The fast-paced, crowd-pleasing action starts off right at the top of the episode, with Roman, Fet, Quinlan, and their nuke landing in Long Island. The excitement is temporarily halted when they’re welcomed home by a group of strigoi, but they take care of that in short order, and it even ends up being a positive, as they’re happy to take the van full of guns off the hands of the strigoi. Before they do, Quinlan has a message for The Master. “Yes, we’re here,” he says to one of the strigoi. “And now, we’re coming for you.” Boom — he shoots it in the head. New York City, the boys are officially back in town.

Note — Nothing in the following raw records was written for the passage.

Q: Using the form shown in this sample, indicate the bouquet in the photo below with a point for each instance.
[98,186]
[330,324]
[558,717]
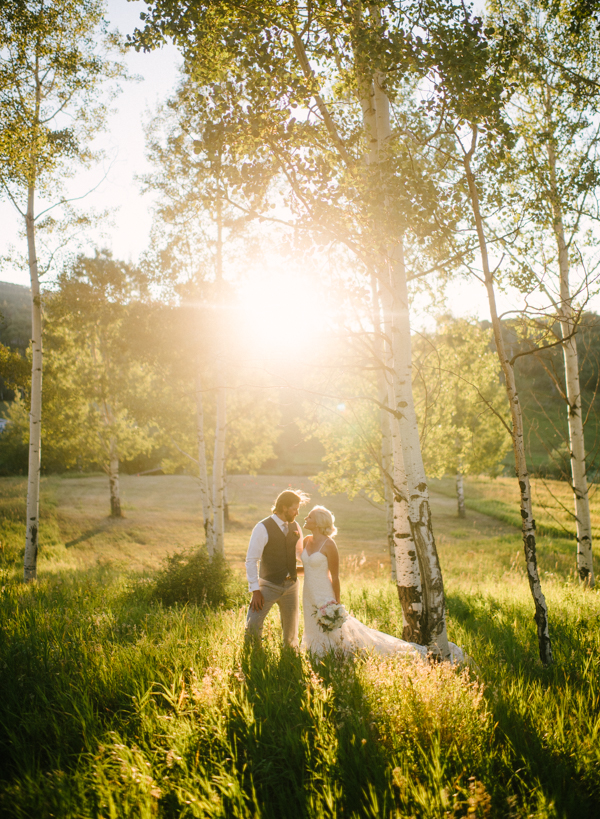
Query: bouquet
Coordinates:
[330,615]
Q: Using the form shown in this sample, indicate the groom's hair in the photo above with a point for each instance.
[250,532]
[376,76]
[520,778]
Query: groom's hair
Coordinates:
[288,498]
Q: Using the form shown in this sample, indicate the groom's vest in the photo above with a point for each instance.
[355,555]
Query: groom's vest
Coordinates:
[278,559]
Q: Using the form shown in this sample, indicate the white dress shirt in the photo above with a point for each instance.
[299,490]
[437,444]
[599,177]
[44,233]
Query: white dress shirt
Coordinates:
[258,541]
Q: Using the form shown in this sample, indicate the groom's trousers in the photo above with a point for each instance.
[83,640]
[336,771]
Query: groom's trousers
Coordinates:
[286,597]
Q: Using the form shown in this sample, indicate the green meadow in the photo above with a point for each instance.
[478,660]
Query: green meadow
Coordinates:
[115,705]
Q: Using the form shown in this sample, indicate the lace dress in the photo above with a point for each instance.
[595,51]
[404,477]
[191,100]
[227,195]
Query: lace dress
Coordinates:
[353,636]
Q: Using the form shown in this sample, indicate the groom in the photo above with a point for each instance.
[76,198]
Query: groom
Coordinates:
[275,542]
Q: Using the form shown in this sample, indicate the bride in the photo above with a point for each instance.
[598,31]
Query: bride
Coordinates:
[320,559]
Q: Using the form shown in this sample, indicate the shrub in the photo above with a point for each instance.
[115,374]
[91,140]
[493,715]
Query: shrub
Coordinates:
[191,576]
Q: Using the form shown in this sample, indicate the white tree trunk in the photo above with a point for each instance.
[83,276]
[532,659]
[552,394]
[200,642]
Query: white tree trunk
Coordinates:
[385,425]
[405,563]
[113,479]
[568,327]
[420,574]
[433,618]
[35,412]
[408,575]
[460,495]
[219,466]
[529,544]
[207,510]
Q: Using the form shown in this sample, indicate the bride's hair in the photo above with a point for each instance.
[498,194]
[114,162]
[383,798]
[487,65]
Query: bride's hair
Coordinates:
[324,520]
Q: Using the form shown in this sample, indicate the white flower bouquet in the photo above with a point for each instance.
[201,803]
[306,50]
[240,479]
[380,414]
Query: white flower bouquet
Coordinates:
[330,615]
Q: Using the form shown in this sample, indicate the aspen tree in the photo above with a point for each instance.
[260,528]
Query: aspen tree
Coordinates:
[555,112]
[52,65]
[518,435]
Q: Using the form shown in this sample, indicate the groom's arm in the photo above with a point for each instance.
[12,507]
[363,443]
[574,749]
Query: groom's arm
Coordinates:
[256,546]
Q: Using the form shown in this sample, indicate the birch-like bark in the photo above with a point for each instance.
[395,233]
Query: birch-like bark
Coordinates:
[218,495]
[568,327]
[403,551]
[528,528]
[207,511]
[419,509]
[35,412]
[420,552]
[113,479]
[385,418]
[219,467]
[460,495]
[408,575]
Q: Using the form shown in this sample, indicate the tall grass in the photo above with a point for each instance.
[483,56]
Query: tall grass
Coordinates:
[115,706]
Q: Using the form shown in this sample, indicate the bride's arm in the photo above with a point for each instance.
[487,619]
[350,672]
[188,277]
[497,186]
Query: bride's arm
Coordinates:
[333,563]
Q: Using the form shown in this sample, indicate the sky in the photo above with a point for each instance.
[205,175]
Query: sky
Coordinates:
[123,142]
[114,185]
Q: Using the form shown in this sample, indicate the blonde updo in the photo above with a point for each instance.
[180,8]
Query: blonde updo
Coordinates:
[324,520]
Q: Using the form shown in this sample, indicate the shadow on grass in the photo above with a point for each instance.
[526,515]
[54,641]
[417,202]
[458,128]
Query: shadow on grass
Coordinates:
[105,525]
[305,749]
[512,678]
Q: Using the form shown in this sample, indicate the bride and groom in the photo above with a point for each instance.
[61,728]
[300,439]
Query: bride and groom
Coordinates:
[276,543]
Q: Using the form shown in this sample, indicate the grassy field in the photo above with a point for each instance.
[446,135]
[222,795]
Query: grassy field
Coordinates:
[116,706]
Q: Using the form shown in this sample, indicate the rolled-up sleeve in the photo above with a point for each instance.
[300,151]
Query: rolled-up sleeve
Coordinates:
[258,541]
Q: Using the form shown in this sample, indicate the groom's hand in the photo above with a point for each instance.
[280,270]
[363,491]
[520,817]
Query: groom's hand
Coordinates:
[257,601]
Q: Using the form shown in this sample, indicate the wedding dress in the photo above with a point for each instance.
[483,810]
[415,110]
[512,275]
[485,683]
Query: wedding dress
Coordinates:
[353,636]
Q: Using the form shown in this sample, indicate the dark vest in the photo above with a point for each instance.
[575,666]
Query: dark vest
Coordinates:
[279,556]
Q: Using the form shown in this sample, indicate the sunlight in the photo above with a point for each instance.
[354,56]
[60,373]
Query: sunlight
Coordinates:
[283,313]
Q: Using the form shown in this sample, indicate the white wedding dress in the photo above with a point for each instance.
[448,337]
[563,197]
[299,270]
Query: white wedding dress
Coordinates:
[353,636]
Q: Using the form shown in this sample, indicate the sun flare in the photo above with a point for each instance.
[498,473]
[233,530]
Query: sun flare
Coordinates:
[283,313]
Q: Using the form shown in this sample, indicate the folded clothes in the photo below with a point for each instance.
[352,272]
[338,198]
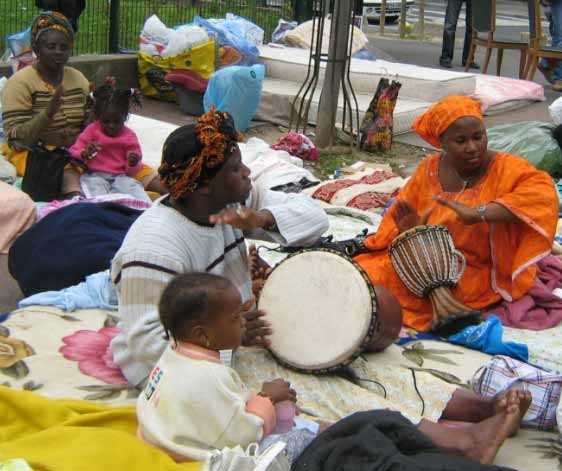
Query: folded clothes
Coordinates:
[97,292]
[65,247]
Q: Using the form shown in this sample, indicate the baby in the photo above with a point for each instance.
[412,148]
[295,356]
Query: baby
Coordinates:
[108,149]
[194,402]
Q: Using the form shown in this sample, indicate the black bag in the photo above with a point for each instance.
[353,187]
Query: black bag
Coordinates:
[44,169]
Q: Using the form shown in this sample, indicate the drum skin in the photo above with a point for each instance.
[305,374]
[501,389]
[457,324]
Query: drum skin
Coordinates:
[324,312]
[389,321]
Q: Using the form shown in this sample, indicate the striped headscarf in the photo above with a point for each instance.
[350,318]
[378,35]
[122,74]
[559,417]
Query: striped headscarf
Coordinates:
[193,154]
[431,125]
[51,21]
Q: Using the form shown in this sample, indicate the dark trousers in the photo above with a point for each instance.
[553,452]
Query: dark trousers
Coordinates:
[451,20]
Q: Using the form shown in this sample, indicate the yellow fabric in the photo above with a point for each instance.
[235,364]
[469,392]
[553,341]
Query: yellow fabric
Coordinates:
[66,435]
[152,69]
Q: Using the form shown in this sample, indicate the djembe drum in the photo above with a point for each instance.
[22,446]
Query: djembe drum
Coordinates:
[324,312]
[428,264]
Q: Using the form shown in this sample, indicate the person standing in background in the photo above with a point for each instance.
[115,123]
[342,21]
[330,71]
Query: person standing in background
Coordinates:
[450,28]
[552,68]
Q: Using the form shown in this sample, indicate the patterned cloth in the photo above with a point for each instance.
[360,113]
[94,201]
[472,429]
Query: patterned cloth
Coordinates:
[437,119]
[298,145]
[369,191]
[502,373]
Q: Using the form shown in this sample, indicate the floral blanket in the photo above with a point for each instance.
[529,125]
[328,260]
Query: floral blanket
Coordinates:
[63,355]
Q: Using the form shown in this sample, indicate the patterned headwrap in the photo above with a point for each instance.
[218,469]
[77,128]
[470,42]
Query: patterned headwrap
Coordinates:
[51,21]
[193,154]
[436,120]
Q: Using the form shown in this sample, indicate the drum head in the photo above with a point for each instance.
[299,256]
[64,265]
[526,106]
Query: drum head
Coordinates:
[321,309]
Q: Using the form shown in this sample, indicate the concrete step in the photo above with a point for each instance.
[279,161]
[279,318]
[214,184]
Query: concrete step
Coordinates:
[418,83]
[278,97]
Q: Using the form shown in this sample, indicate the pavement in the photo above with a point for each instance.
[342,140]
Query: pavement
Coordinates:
[512,19]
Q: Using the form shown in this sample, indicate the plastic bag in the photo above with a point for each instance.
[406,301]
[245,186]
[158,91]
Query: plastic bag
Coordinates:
[236,90]
[245,29]
[283,27]
[229,34]
[531,140]
[153,69]
[555,110]
[156,39]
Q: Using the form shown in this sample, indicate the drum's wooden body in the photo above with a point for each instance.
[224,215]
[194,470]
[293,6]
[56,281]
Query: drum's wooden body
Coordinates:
[324,312]
[427,262]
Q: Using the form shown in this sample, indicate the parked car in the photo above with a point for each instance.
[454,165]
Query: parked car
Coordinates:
[372,10]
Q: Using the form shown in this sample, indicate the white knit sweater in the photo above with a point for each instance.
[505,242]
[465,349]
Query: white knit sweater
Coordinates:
[191,407]
[163,243]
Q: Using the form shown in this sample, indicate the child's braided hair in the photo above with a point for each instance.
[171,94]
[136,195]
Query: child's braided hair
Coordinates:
[109,96]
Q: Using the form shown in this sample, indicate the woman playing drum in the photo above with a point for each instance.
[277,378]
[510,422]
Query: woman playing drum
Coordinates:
[500,211]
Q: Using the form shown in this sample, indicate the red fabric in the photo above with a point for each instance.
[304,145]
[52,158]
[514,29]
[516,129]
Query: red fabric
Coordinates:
[539,309]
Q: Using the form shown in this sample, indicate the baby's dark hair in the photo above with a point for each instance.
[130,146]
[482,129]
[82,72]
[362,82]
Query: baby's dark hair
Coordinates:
[189,298]
[109,96]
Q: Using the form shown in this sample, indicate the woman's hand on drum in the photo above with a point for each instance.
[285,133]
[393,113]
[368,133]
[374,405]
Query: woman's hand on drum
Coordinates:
[257,329]
[465,213]
[278,390]
[405,217]
[243,218]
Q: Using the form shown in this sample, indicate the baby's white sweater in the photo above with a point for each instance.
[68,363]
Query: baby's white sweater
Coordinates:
[191,407]
[163,243]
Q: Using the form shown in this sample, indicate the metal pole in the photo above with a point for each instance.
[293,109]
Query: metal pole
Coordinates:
[422,20]
[114,10]
[382,21]
[403,10]
[335,68]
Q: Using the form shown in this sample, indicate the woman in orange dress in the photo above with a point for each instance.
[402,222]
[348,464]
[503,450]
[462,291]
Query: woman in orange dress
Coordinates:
[500,210]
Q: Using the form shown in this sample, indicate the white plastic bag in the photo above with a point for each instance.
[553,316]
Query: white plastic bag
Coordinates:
[555,110]
[183,38]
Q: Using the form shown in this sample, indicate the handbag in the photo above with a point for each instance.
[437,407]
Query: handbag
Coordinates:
[272,458]
[44,170]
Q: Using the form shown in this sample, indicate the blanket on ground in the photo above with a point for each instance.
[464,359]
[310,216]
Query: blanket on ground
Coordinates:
[68,435]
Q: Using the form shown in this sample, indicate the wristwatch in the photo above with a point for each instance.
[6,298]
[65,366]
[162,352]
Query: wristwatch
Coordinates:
[481,211]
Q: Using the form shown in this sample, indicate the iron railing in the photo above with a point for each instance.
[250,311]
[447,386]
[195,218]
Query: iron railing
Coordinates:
[113,25]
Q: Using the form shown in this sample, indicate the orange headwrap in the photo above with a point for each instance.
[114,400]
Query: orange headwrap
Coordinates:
[436,120]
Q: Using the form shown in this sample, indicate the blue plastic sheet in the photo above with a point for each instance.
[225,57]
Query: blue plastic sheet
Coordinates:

They’re not the only ones making their long-awaited return to the Big Apple. After getting word that Zach is still alive, Eph and Alex have been making their way into the city via the tunnels. Eph is a little testy and makes a “dick move” when he throws shade at Alex over her dead son. If I were him, I wouldn’t really be talking about anyone else’s kid. He quickly apologizes and says they just need to find Setrakian and end all of this. “Setrakian always has a plan,” he tells her. “Whether it works is another question.”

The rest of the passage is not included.